Which SQL statement is more efficient?

Enright3 · October 12, 2004, 4:48pm

So, that’s the question.

If I’m dealing with a table of millions of rows, which one of the two select statements would be the better one to run? Please discuss.

select sum(ColumnA + ColumnB)
from enrightsTable

select (Sum (ColumnA) + Sum (ColumnB))
from enrightsTable

My initial reaction was that the first choice is more efficient, as it only has to go through the table one time, since (I assume) it adds the values of the columns up for each row before it goes to the next one.

FYI This is Transact SQL.

Thanks!

E3

ticker · October 12, 2004, 4:57pm

In any sensible implementation, both queries will result in just a single pass through the entire table. Any DBMS which insists on two passes - (one for each column) would probably not make it out of the freshman IT lab it was dreamed up in.

Lord_Ashtar · October 12, 2004, 5:00pm

What ticker said. Either one should work just fine. I’d probably go with the first one only because it’s a little bit shorter.

chrisk · October 12, 2004, 5:08pm

Yeah, it’s six of one or half a dozen of the other - even if you start counting addition operations… it’s pretty much 2 * (number of records - 1) either way.

ultrafilter · October 12, 2004, 5:47pm

Given that both are the same performance, which one will make sense to you six months from now? If I saw the second with no commenting, I’d wonder what the hell the DBA was smokin’ when he wrote that.

Walton_Firm · October 12, 2004, 6:46pm

Database optimization is not my specialty, but isn’t there a chance that the basic aggregation operators are cached per column, so that a full table scan is not needed at all? In that case, sum(A) + sum(B) would be the fastest, unless the DB engine is smart enough to see the equivalency.

I know that most real-world DB’s store quite a lot of statistics per column in order to aid the optimizer. Storing the results for the basic aggregation operators would seem like a logical thing to do, but I don’t know if it actually happens. Can’t you look at the query plan to find out?

Walton_Firm · October 12, 2004, 7:00pm

OK, I just tried it on an MSSQL2K database (the only one I have access to on short notice, except for MySQL and PostgreSQL but I don’t know an easy way to view the execution plan for a query there, and I’m a little pressed for time – any takers?) and it does indeed do a full index scan. And no, it does not go through the table twice for the sum(A + B) query.

So on MSSQL at least, the answer is: no, it does not matter, so pick the most readable one.

JCorre · October 13, 2004, 12:42am

Ok here are the results from my DB. The table used was well over a million rows.

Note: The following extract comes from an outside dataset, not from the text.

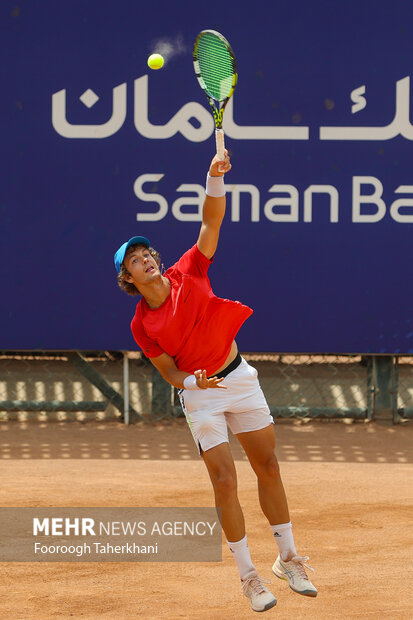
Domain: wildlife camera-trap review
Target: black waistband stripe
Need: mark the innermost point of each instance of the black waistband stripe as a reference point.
(232, 366)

17:32:36 SQL> select sum(variablea)+sum(variableb) from JCorre;

SUM(VARIABLEA)+SUM(VARIABLEB)

                           2.8749E+10

17:33:34 SQL>

Little less than a minute.

17:35:01 SQL> select sum(variablea+variableb) from JCorre;

SUM(VARIABLEA+VARIABLEB)

                      2.8749E+10

17:35:26 SQL>

25 seconds
17:36:55 SQL> select (sum(variablea)+sum(variableb)) from JCorre;

(SUM(VARIABLEA)+SUM(VARIABLEB))

                             2.8749E+10

17:37:16 SQL>

21 seconds

So, ultrafilter, at least on my DB the smokin DBA actually wrote the fastest query.

Its funny. I would have guessed the first one would have been fastest and that schema is how I write most of my code.

ultrafilter · October 13, 2004, 12:44am

Hey, as long there’s documentation, it’s all good.

Jeff_Lichtman · October 13, 2004, 7:04am

I would expect the two forms of the query to have the same performance. Both involve a table or index scan and a number of additions. The number of rows scanned and the number of additions will be the same regardless of which form of query you use.

Optimizer statistics keep track of things like row counts and data distributions, not column sums. Also, optimizer stats are often inaccurate - keeping an absolutely accurate row count at all times (for example) would tend to create a synchronization bottleneck in the system. Most of the time an optimizer can come up with a good query plan with statistics that are somewhat out of date. So most optimizers don’t store accurate sums or other aggregate values.

There are database systems called data warehouses that are used for statistical analysis of large masses of data. The data in a warehouse tends to be static - it is only updated when a new mass of data is loaded in, which may happen once a day (or even less frequently). The DBA of a data warehouse can specify that certain aggregates (counts, sums and averages) be pre-calculated when the data are loaded. This greatly improves the performance of queries that can use the pre-calculated aggregates. I assume, however, that the OP isn’t using a data warehouse.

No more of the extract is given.